Fine vita, Paglia: i palliativisti sono i buoni Samaritani di oggi

Il presidente della Pontificia Accademia per la Vita, monsignor Vincenzo Paglia, ribadisce a Roma l’importanza delle Cure Palliative e la necessità di prendersi cura dell’altro e il diritto a non morire da soli, come antidoto alle derive eutanasiche. E illustra il Progetto internazionale «Palliative Care» (Pal-life) della Pontificia Accademia ed il Congresso internazionale sul tema del 28 febbraio-1 marzo 2018.

Monsignor Paglia ha svolto il suo ampio intervento nel corso della giornata celebrativa dei 30 anni della Antea Associazione Onlus. L’evento, co-organizzato dalla Pontificia Accademia per la Vita, si intitolava «Le Cure Palliative: un diritto da garantire» e si è svolto a Roma presso la Scuola Ufficiali Carabinieri di via Aurelia.

Paglia ha dedicato il suo intervento al tema «Il valore di offrire Cure Palliative nella società di oggi». Voi palliativisti, ha esordito, siete i «Buoni Samaritani che si chinano sull’altro nel momento più difficile della vita e quando la fragilità della condizione umana è più pronunciata». È necessaria una scienza medica che «non fallisca nel prendersi cura del malato» dunque attenta «alla dimensione esistenziale che si manifesta nel bisogno di relazioni umane concrete, di accompagnamento, di significato della vita, di senso della sofferenza e della stessa morte che si avvicina».

«Ben altra cultura», di fronte alle derive eutanasiche di oggi «è quella che spinge a continuare ad aiutare il malato nel momento in cui la morte si approssima. Insomma, una cosa è aiutare a morire e altra cosa farlo morire. La vera dignità è quella che prova la persona fragile, malata, quando viene curata con delicatezza, tatto e accompagnata con affetto e generosa attenzione».
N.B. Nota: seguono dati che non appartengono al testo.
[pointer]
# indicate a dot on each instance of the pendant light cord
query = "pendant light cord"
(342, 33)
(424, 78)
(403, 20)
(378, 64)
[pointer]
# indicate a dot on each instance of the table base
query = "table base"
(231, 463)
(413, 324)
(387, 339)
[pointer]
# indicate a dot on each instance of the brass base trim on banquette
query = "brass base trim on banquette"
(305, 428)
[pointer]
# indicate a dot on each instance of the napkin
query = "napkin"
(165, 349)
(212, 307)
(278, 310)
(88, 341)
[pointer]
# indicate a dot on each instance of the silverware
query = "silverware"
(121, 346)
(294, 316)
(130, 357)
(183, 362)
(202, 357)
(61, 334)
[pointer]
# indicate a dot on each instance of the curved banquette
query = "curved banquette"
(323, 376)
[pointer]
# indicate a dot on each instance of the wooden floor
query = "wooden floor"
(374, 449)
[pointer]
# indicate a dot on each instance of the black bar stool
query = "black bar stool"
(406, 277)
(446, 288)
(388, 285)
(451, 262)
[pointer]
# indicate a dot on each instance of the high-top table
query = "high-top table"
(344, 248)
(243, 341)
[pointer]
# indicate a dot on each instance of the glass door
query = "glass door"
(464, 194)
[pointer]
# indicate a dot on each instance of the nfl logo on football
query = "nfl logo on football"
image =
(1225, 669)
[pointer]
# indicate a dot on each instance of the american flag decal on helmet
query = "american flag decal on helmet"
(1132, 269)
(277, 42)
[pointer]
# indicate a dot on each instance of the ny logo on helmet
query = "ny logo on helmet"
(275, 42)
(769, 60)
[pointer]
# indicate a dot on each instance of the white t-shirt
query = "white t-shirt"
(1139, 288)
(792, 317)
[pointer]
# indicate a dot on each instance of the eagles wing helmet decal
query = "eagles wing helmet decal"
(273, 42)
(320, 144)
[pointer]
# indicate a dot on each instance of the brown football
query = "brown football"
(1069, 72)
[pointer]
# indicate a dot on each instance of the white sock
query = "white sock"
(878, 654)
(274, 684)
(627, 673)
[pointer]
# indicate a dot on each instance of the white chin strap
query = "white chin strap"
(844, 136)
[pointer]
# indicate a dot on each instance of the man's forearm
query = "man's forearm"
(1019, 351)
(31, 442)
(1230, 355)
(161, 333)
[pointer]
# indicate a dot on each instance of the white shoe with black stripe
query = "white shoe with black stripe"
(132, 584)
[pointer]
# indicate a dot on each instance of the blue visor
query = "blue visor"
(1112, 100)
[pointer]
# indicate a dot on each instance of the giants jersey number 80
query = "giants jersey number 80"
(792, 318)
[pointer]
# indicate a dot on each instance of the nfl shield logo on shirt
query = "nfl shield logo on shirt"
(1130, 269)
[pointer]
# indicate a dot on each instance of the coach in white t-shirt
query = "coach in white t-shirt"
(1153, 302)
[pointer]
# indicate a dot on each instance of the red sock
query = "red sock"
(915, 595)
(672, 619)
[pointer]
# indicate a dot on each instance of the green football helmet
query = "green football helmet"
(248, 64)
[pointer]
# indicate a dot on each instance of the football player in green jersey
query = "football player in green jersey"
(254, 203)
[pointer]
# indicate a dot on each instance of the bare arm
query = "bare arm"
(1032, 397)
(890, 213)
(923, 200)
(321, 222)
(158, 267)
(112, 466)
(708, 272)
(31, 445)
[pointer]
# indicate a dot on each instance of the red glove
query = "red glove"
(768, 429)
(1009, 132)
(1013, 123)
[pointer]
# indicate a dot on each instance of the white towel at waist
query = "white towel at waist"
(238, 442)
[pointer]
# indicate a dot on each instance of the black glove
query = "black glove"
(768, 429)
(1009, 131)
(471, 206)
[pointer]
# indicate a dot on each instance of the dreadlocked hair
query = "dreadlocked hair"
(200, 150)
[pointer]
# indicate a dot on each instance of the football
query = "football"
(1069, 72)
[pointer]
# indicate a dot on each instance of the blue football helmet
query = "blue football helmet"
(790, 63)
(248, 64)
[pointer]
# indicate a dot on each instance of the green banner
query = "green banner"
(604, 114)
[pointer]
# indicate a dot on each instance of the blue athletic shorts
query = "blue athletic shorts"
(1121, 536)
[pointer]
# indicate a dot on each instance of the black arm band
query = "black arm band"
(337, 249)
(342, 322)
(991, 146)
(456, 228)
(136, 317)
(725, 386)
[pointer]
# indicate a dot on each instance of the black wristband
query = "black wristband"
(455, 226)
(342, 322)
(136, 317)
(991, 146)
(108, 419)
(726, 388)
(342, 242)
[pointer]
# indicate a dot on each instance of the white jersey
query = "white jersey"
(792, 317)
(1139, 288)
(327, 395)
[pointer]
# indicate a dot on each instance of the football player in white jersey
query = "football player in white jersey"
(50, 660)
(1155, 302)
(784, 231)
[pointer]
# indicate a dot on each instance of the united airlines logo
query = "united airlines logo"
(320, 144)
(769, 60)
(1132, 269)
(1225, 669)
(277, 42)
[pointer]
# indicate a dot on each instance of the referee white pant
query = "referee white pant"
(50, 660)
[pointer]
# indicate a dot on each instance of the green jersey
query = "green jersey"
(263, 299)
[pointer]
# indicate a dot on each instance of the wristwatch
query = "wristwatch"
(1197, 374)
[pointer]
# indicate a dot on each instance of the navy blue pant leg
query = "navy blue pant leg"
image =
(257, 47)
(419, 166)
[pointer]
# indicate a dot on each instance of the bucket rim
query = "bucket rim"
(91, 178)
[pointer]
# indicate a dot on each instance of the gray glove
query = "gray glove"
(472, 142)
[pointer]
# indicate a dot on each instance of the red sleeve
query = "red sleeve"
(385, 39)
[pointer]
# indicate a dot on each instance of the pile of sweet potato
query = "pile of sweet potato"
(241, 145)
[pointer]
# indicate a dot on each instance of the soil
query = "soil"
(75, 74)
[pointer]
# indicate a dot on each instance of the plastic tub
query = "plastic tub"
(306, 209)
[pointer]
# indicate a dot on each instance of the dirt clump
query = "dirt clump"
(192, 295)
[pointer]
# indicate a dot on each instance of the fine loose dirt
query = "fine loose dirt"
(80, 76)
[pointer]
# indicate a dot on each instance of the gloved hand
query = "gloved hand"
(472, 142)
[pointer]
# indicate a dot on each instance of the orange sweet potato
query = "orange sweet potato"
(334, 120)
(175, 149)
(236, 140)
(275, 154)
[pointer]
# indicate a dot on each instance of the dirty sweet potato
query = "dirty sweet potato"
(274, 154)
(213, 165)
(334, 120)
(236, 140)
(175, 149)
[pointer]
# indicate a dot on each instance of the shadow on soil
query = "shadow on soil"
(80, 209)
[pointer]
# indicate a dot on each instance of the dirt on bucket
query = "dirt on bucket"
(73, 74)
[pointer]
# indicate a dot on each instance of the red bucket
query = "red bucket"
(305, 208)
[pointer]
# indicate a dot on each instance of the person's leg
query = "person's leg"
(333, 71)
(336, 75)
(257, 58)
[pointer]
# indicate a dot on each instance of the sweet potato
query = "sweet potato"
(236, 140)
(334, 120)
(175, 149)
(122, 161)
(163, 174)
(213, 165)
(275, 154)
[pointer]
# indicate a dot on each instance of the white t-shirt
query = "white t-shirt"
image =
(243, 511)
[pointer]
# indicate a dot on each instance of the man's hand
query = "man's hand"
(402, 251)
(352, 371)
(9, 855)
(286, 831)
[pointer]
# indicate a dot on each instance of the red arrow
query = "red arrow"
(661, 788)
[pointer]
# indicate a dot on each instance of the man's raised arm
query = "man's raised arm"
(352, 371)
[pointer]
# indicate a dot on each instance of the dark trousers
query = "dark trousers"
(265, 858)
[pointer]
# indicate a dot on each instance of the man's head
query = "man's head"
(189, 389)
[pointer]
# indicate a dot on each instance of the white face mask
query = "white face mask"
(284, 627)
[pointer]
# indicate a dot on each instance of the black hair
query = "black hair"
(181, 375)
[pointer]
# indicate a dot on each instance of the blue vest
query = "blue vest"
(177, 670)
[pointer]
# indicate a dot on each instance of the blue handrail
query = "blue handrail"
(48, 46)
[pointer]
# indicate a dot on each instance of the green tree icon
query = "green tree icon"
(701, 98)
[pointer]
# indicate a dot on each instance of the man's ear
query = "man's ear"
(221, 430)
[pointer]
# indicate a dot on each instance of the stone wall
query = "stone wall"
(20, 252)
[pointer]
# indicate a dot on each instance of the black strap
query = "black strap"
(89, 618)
Dal punto di vista medico è fondamentale il criterio della «proporzionalità delle cure». «Ciò ammette l’astensione dalle terapie, quando queste non siano più adeguate da un punto di vista dell’indicazione medica. Ciò però non deve essere confuso con forme di eutanasia omissiva. Non ogni astensione di cure è di per sé eticamente appropriata, neanche per il fatto che ci si trovi di fronte ad un paziente con infermità avanzata e persino terminale. Soprattutto, anche qualora le terapie attive si rivelassero oramai inefficaci o sproporzionate, si dovrà comunque sempre continuare a prendersi cura del malato, attraverso l’adeguata palliazione dei sintomi e l’attenzione alla sua persona e a i suoi bisogni attraverso la cura della nutrizione, dell’idratazione e dell’igiene. Il malato deve restare vivo fino alla morte, e non morire socialmente prima che biologicamente».